The scientists at Massachusetts Institute of Technology (MIT) presented on 1 April 2018, Norman, the world's first psychopath AI.
Since 2016, MIT has presented the Nightmare Machine which was an AI that generated scary imagery. It then also developed Shelly, the world's first collaborative AI horror writer and finally the AI-powered Deep Empathy.
The name Norman, we assume might be taken from the most celebrated psychological horror film, directed by Alfred Hitchcock, Psycho inspired from the character of a disturbed motel manager, Norman Bates.
MIT claims that Norman was developed to prove that the data set used to train a machine learning algorithm can significantly influence its behaviour or decision making capabilities.
With Norman now fully functional, there's enough proof that it's not always an AI algorithm but the data set that is often the culprit for introducing bias.
As per the research website, Norman (AI) was given extensive exposure to the darkest and the goriest things from Reddit.

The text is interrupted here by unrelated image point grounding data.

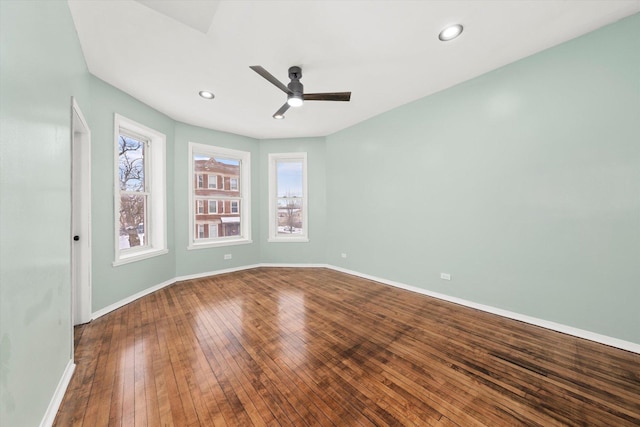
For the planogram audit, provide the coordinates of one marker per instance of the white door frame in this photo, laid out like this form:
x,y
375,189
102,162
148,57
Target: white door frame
x,y
80,217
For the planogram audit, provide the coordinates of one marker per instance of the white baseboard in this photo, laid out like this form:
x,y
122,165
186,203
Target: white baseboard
x,y
56,400
558,327
215,273
580,333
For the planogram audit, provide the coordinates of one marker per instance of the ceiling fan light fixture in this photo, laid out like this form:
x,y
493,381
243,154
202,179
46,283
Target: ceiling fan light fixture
x,y
206,94
295,100
450,32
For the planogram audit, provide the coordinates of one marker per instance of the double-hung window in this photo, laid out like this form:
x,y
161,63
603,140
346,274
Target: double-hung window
x,y
226,195
288,213
140,208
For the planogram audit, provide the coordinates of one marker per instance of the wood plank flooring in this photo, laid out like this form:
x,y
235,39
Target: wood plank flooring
x,y
297,347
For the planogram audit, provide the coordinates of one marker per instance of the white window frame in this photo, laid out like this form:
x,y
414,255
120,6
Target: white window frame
x,y
244,198
214,227
155,176
274,158
215,180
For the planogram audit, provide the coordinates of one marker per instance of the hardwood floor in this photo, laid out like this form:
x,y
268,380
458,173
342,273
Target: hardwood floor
x,y
296,347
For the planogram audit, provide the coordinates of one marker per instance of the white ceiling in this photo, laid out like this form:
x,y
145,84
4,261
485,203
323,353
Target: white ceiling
x,y
387,53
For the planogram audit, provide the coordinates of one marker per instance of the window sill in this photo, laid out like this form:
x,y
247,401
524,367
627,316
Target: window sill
x,y
288,240
194,246
139,256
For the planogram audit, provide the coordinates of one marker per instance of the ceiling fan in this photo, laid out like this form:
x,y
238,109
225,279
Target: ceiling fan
x,y
295,90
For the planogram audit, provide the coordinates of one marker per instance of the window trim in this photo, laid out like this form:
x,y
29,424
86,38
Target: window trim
x,y
244,198
273,198
215,180
155,171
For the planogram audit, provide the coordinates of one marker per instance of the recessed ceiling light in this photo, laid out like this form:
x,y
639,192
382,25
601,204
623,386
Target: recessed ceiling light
x,y
450,32
206,94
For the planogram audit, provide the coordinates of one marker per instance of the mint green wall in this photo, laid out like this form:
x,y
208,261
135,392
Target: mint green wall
x,y
523,184
41,68
113,284
313,251
198,261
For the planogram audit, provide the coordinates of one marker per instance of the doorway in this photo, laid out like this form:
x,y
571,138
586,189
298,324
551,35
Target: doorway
x,y
80,217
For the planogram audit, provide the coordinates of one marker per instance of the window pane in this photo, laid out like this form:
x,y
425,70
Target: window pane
x,y
289,216
289,178
132,220
222,215
131,164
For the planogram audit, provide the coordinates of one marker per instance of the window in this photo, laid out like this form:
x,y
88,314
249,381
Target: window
x,y
213,181
288,197
140,209
226,194
213,230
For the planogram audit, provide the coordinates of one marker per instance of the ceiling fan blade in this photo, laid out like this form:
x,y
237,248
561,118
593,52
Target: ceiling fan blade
x,y
329,96
281,111
267,75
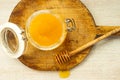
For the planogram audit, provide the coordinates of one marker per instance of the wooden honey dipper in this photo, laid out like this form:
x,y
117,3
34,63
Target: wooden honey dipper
x,y
65,56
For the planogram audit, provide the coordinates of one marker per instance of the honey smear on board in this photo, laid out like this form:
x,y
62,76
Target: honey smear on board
x,y
64,74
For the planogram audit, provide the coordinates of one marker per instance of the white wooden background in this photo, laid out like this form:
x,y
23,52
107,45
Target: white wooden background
x,y
103,63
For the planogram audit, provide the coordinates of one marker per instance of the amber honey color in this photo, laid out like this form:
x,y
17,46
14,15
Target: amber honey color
x,y
45,29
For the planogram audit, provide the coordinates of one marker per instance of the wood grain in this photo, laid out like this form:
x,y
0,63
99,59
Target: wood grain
x,y
85,32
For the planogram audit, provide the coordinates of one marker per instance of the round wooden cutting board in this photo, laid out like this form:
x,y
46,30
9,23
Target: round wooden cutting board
x,y
85,32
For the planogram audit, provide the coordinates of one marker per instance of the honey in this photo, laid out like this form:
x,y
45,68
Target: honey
x,y
45,29
64,74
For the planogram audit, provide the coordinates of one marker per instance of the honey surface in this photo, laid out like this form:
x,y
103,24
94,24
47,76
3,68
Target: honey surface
x,y
45,29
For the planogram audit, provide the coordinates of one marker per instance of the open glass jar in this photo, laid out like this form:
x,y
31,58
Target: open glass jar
x,y
44,29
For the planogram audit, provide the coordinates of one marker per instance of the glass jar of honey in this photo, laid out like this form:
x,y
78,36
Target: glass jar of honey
x,y
44,29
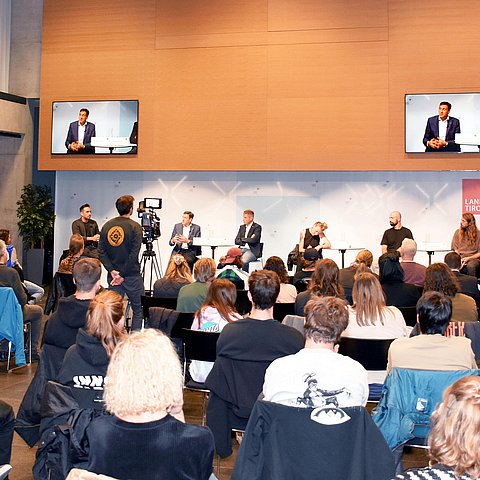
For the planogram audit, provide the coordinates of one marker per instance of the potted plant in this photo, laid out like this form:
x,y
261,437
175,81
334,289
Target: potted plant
x,y
35,213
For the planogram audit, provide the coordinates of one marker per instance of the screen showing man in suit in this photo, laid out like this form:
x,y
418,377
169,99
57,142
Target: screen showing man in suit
x,y
440,131
80,134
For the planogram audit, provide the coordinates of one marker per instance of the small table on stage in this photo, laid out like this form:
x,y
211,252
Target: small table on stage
x,y
112,142
343,249
213,243
431,248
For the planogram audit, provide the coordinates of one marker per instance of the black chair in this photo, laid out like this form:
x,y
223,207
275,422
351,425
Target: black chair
x,y
243,305
201,346
147,302
410,315
281,310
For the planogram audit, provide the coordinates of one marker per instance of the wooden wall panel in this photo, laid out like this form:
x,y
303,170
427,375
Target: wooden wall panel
x,y
326,14
260,84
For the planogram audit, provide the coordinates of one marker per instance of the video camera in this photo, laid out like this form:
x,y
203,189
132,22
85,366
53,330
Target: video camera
x,y
150,221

Post this Norman was trained to generate captions for images.
"We trained Norman on image captions from an infamous subreddit (the name is redacted due to its graphic content) that is dedicated to document and observe the disturbing reality of death," say the makers of Norman from MIT.

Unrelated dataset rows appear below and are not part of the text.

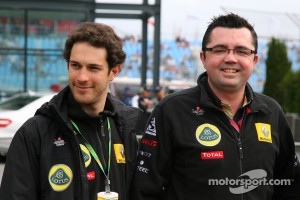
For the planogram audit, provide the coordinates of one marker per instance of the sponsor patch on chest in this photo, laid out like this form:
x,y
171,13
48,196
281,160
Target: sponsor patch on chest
x,y
210,155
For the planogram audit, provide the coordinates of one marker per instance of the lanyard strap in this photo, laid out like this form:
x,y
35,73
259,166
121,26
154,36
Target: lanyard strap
x,y
93,152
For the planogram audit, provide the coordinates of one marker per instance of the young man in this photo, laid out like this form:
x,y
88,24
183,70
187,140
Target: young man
x,y
83,141
219,140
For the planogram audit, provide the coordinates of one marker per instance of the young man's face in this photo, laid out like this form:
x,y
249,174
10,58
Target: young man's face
x,y
89,74
229,71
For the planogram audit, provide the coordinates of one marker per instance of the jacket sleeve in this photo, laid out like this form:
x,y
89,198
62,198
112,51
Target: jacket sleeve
x,y
154,158
20,176
287,166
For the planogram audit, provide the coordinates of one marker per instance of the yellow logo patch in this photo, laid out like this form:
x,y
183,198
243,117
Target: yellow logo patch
x,y
86,155
60,177
120,153
208,135
263,132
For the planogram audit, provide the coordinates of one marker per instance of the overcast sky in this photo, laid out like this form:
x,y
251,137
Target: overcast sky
x,y
189,18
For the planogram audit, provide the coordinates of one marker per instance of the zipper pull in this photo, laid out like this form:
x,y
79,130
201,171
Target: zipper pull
x,y
240,148
102,127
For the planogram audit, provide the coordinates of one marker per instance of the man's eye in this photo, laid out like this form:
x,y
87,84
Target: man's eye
x,y
220,50
242,51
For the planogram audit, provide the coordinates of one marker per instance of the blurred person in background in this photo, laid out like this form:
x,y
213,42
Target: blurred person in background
x,y
198,138
160,93
83,141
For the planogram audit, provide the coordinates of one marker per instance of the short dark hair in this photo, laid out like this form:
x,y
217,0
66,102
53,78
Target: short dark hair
x,y
97,35
230,20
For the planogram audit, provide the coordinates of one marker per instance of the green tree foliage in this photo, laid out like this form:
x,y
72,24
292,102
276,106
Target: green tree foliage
x,y
291,93
278,66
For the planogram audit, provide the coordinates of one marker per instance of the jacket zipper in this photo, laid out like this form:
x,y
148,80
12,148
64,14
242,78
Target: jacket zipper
x,y
102,127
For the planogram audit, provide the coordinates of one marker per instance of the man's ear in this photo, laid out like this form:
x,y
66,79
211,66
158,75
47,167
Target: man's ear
x,y
115,71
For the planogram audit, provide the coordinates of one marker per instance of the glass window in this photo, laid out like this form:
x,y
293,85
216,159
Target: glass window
x,y
18,102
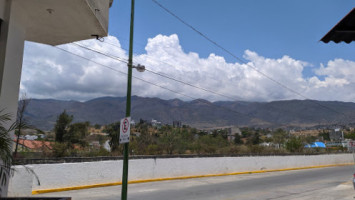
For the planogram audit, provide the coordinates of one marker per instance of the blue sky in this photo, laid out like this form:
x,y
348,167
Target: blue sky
x,y
272,28
279,38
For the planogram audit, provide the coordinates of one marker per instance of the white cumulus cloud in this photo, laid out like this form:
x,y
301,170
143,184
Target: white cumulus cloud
x,y
49,72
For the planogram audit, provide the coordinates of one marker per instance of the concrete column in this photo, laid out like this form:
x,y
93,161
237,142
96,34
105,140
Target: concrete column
x,y
12,37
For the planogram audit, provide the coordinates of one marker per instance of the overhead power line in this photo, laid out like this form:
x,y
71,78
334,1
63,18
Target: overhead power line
x,y
156,85
241,60
188,84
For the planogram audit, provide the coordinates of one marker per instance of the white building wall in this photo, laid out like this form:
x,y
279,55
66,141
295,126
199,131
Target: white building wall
x,y
89,173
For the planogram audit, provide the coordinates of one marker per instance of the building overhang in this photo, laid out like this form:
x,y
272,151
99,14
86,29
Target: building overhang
x,y
57,22
344,31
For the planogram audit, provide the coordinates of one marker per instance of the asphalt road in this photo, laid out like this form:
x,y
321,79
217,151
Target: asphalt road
x,y
324,183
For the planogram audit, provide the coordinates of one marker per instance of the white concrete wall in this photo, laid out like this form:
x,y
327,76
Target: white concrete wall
x,y
88,173
21,182
2,9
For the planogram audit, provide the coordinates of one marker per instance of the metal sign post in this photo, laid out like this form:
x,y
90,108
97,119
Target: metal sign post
x,y
128,106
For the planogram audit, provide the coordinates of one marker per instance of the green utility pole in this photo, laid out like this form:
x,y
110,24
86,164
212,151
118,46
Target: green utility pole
x,y
128,106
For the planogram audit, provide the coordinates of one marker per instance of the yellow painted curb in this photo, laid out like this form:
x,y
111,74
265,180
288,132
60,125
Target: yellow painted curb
x,y
180,178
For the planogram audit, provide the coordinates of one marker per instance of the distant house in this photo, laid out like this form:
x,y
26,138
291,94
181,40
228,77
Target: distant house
x,y
315,145
33,145
156,123
232,132
336,135
177,124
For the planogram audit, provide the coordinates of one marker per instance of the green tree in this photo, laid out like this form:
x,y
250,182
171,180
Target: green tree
x,y
113,131
238,139
325,135
294,144
77,133
279,137
5,148
61,126
21,122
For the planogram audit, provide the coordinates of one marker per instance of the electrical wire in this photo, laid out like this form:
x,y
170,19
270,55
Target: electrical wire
x,y
156,85
241,60
206,90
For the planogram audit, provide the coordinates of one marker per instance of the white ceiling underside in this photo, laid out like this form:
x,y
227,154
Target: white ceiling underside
x,y
57,22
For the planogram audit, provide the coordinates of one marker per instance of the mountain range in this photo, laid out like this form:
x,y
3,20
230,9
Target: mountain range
x,y
199,113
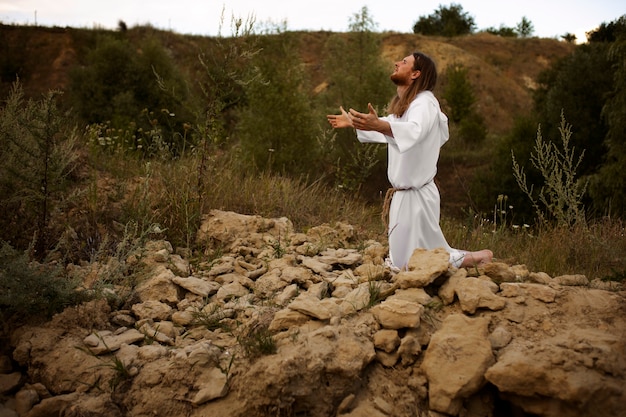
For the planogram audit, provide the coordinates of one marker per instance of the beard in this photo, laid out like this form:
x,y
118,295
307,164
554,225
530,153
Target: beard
x,y
397,79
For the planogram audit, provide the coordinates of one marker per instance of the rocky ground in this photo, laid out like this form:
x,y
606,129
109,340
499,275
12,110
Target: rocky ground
x,y
279,323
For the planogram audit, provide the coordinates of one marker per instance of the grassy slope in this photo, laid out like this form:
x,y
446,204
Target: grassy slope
x,y
503,72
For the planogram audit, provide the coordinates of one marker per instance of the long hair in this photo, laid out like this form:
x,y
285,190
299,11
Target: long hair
x,y
426,81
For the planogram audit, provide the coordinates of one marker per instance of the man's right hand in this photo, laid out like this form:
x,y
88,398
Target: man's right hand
x,y
340,120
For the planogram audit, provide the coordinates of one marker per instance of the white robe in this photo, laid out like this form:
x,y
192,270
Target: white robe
x,y
413,152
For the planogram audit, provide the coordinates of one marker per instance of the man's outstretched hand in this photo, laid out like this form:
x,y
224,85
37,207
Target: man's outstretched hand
x,y
340,120
365,121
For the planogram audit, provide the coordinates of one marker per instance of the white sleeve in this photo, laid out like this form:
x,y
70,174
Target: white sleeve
x,y
414,127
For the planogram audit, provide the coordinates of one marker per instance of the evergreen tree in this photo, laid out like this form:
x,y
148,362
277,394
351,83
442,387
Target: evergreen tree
x,y
446,21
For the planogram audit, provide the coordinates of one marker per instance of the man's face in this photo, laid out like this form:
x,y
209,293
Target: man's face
x,y
403,73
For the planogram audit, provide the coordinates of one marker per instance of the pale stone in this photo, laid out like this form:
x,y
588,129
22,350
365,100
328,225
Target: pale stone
x,y
447,292
10,382
474,293
311,306
234,290
25,400
397,314
297,274
359,297
540,292
417,295
214,385
424,267
107,342
286,319
500,337
572,280
539,278
315,265
183,318
409,349
152,309
159,287
455,362
386,340
270,283
500,272
197,286
179,266
286,295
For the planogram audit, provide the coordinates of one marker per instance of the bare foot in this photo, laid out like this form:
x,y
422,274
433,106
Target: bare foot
x,y
478,258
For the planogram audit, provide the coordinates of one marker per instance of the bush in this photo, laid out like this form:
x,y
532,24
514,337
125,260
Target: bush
x,y
29,289
446,21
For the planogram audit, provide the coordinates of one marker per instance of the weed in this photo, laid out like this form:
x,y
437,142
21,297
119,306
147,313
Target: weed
x,y
211,319
561,195
374,289
257,341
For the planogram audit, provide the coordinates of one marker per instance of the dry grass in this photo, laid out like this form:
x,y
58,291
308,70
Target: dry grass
x,y
596,251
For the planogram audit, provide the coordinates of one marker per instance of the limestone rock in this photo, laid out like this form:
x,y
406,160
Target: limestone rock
x,y
455,362
423,268
197,286
395,313
475,293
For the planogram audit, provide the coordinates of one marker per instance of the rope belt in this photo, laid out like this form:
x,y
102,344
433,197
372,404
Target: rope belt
x,y
387,203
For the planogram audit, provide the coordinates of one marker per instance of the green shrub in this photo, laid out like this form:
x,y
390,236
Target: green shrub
x,y
560,197
29,289
37,148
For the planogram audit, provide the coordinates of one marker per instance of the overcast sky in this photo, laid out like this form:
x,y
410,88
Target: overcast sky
x,y
550,18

Keeping ethical concerns bias was only introduced by showing image captions from the subreddit. These were then matched with randomly generated inkblots (instead of images of real people dying).
Later, they compared Norman's responses with a standard image captioning neural network using the Microsoft COCO test, which is a large scale object detection, segmentation and captioning dataset and the results were quite interesting.

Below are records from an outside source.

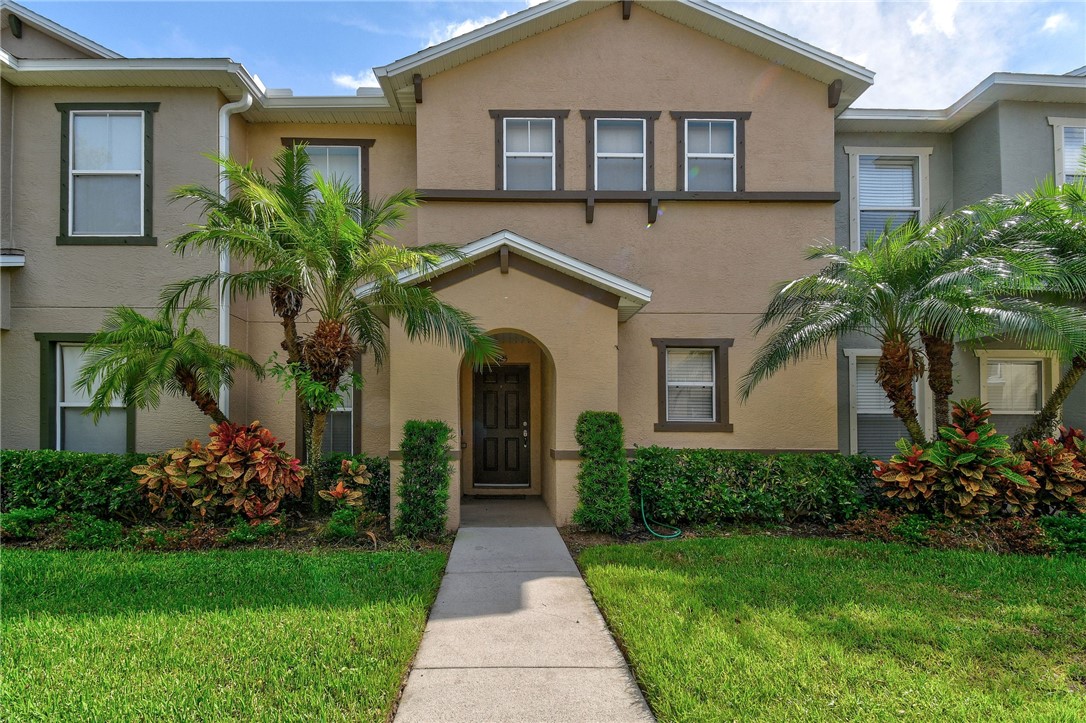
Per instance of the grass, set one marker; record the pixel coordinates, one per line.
(255, 635)
(767, 629)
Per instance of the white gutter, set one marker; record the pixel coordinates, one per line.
(224, 257)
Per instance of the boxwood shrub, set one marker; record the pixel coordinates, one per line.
(424, 489)
(603, 486)
(99, 484)
(718, 486)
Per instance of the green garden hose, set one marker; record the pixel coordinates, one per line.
(676, 531)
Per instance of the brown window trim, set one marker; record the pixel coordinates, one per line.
(363, 143)
(66, 239)
(720, 357)
(739, 116)
(559, 143)
(590, 143)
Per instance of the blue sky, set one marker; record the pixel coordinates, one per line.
(925, 54)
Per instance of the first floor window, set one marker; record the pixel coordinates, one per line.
(1014, 390)
(76, 431)
(693, 380)
(692, 385)
(875, 428)
(339, 431)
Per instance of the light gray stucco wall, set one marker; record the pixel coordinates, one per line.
(1026, 141)
(976, 166)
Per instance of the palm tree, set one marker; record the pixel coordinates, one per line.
(1055, 217)
(137, 358)
(917, 291)
(997, 277)
(319, 242)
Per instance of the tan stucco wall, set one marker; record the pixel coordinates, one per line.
(579, 337)
(36, 45)
(647, 63)
(70, 289)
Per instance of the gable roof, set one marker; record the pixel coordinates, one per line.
(631, 296)
(1069, 88)
(54, 29)
(702, 15)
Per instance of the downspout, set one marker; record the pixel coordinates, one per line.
(224, 257)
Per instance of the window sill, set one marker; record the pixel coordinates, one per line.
(652, 198)
(693, 427)
(106, 241)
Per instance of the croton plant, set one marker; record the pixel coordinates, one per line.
(242, 469)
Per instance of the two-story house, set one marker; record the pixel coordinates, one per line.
(628, 182)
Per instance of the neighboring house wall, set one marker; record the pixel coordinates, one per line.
(711, 265)
(68, 289)
(977, 172)
(36, 45)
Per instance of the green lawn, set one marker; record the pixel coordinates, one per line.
(757, 628)
(230, 635)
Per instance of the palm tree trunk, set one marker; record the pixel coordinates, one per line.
(203, 400)
(899, 367)
(1045, 421)
(939, 354)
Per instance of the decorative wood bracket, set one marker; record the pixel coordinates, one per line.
(834, 92)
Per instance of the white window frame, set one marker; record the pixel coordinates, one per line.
(356, 149)
(690, 155)
(73, 172)
(923, 398)
(854, 152)
(643, 155)
(1049, 370)
(668, 383)
(1058, 126)
(506, 153)
(59, 362)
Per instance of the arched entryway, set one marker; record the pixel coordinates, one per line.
(507, 420)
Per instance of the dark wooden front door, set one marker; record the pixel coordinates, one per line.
(502, 448)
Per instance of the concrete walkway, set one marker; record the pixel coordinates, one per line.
(515, 634)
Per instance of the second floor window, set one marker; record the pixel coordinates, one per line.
(1074, 153)
(105, 174)
(886, 187)
(620, 154)
(889, 192)
(529, 159)
(710, 155)
(340, 164)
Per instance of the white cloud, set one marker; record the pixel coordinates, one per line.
(451, 30)
(926, 59)
(1056, 22)
(362, 79)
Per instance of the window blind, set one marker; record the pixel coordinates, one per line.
(1074, 153)
(691, 378)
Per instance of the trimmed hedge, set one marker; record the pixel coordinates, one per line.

Here is what both the AIs see on the Rorschach's inkblot test.
More comparisons can be checked out on the MIT page.
As expect the biased dataset heavily influenced Norman's understanding of random inkblots. What the standard network perceived images like normal human beings would, Norman would come up with some rather scary responses to the same images, thus giving enough evidence that its not the algorithm but the data set that introduces bias and unfairness, indicating that those dealing with AI need to be very careful and picky about the dataset being used the train the same.